I was sitting around sharing an incredible meal at Tao in Vegas a couple of months ago with friends, and the conversation turned to The Fuck List. My friends explained to me that this was a list of names that you compile with your spouse/partner - a list of the celebrities that, if given the chance, your partner would want to fuck and you would allow your partner to fuck. (Because, let's face it... it ain't ever gonna happen.)
Well, I don't have a list. And neither does B.Rube and it isn't anything that we've ever talked about before even. My friends asked who would be on my list, if I were to have one. After thinking about it for a moment, I had to admit that I didn't have anyone to put on my list. (most likely the reason why I don't have one to begin with.) My friends argued that this wasn't possible and insisted that there HAD to be someone famous that I would want to fuck.
Still, I came up blank.
I've never been one to idolize stars or create dreamy scenarios where I meet a celebrity, lock eyes, and proceed to find the nearest broom closet or bathroom stall. In fact, I've never wanted anyone who hasn't wanted me. If you don't want me (and CERTAINLY if you don't even know I exist!!), lusting after you is truly a waste of my valuable time.
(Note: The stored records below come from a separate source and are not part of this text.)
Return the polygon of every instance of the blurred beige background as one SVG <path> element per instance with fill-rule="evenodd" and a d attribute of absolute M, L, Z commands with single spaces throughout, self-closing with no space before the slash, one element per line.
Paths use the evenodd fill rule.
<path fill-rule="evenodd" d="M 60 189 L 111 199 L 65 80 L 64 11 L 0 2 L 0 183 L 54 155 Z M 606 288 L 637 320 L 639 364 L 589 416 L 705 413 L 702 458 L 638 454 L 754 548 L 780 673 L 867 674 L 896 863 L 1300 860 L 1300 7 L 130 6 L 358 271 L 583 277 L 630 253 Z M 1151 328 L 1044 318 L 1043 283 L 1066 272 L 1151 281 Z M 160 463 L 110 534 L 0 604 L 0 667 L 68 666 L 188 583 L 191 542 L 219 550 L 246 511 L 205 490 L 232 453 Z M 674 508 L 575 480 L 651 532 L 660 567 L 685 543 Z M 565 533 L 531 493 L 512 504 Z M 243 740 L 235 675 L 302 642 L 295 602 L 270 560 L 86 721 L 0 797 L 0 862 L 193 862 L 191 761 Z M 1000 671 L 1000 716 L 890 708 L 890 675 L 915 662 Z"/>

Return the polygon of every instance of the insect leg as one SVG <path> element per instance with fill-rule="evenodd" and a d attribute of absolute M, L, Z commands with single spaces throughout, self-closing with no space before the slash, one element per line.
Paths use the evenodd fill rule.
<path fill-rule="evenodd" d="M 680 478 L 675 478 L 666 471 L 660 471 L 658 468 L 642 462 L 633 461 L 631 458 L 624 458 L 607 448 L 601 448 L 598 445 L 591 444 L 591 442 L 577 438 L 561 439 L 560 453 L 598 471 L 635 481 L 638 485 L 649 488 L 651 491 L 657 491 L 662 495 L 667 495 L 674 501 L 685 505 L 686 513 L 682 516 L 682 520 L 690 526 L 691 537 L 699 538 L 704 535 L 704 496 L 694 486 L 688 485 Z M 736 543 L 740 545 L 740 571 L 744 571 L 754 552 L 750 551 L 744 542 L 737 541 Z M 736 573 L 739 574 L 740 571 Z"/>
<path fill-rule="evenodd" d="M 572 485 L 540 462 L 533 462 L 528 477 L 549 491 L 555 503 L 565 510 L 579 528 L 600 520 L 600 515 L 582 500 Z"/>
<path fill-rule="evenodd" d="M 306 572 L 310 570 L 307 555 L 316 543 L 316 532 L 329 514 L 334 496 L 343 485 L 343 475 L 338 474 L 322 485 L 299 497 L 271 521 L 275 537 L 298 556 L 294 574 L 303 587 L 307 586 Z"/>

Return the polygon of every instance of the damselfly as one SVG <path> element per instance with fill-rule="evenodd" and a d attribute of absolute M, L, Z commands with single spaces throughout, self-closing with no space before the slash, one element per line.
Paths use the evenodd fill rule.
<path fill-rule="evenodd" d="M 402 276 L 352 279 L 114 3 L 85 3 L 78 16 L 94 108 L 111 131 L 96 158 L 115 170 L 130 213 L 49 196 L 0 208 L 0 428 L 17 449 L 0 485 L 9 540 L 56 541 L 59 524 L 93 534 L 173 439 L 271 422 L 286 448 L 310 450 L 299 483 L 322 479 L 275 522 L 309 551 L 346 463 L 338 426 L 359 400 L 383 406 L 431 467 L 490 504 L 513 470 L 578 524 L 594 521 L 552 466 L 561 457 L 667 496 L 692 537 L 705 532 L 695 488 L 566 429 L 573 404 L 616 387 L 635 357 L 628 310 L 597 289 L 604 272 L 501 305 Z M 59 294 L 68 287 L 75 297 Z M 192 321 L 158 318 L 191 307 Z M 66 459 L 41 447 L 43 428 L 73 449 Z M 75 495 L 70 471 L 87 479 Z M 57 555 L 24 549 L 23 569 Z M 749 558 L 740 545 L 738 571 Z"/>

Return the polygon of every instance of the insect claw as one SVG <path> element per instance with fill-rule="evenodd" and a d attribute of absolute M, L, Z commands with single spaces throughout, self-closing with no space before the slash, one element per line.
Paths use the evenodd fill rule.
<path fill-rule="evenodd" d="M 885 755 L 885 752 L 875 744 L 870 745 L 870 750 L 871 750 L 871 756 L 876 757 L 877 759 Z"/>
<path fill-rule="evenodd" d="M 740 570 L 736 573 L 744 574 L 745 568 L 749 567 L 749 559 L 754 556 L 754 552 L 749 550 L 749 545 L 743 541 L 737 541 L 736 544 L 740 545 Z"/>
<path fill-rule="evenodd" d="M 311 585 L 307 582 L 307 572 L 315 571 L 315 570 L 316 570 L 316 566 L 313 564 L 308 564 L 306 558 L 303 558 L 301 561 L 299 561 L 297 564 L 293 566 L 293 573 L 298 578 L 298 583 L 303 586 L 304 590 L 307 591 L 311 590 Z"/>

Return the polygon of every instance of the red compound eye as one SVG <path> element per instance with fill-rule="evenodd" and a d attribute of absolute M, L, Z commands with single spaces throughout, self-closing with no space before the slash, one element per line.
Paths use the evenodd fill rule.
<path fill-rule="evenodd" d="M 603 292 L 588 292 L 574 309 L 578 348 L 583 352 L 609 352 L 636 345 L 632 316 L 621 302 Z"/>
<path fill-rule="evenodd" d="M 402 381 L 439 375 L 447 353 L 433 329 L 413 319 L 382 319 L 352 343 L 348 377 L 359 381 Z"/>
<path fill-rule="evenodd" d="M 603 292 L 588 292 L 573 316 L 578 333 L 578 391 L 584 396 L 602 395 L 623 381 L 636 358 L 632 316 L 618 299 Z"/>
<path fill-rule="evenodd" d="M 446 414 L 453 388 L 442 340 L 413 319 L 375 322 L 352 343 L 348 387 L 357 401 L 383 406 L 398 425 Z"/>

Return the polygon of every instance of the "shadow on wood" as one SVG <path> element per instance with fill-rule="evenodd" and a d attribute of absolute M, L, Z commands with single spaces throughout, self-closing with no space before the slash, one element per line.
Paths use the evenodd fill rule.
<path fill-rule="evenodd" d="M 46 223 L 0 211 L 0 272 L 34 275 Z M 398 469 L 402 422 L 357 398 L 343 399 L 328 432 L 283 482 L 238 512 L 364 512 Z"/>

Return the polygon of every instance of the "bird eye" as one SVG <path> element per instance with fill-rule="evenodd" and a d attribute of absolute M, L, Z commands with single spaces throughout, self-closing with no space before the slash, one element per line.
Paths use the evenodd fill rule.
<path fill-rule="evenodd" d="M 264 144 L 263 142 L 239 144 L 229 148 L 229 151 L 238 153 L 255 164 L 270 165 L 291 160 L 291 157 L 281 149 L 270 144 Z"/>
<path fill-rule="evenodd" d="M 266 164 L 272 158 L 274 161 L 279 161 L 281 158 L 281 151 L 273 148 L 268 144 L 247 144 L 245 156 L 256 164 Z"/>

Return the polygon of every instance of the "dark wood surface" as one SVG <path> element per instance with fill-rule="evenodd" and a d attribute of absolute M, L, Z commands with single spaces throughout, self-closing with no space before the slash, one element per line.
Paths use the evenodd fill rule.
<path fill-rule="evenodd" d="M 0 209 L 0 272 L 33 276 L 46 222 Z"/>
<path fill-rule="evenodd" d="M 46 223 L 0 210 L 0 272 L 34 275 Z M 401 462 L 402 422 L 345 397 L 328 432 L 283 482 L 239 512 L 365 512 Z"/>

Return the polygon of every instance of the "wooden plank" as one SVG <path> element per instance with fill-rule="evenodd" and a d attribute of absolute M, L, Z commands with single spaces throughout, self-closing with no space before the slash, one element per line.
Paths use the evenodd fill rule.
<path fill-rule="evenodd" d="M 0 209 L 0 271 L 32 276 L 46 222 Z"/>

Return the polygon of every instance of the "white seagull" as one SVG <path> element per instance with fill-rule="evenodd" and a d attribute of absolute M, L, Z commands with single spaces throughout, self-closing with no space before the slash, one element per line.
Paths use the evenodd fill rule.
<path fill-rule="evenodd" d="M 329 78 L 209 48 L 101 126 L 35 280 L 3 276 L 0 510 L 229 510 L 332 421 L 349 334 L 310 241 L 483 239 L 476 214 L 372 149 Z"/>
So, I held my ground and offered no names.
Then, a few weeks ago while surfing the net, I saw the celebrity athlete that I would add to my Fuck List. Cheryl Bernard, Canada's hottest and most well-known curling skip.
Slightly peculiar pick perhaps. Not the first, second or even thirty-fourth name that one might come up with for me and my List. But, damn, she does it for me. She just does.
And the girl's got guns!! And, I, a strong weakness for women's incredible arms....
And, if the arms alone didn't capture you, this one's gotta arouse a dirty thought or two.
Fine Canadian specimen.
So, last night, I was at the Canucks game, with one of the same Vegas friends with whom this conversation originated. And just before the game, the Fuck List popped into memory and I excitedly told my friend that I had recently realized that I DO have someone for my List and told her about Cheryl. She had the usual shocked reaction that the couple others I've shared this with had. But, you can't really dispute someone's choices. So, she kinda smirked and nodded and found it all very interesting, I suppose.
And, right about then, the Canucks announcer began introducing some Olympic athletes onto the ice and ....there she was...."Cheryl Bernard"....!!
With hope building and eager persistence, I spent the next 150 minutes scanning the boxes and seats for another glimpse. To no avail.
I decided overnight to turn my Fuck List into my Bucket List... you know, to appease that competitive side of me and give me something to work towards. To make this List worthwhile.
I may have to take up curling.
(ANDDD...not only is B.Rube okay with my List, he even said he wouldn't mind watching. Shocking.)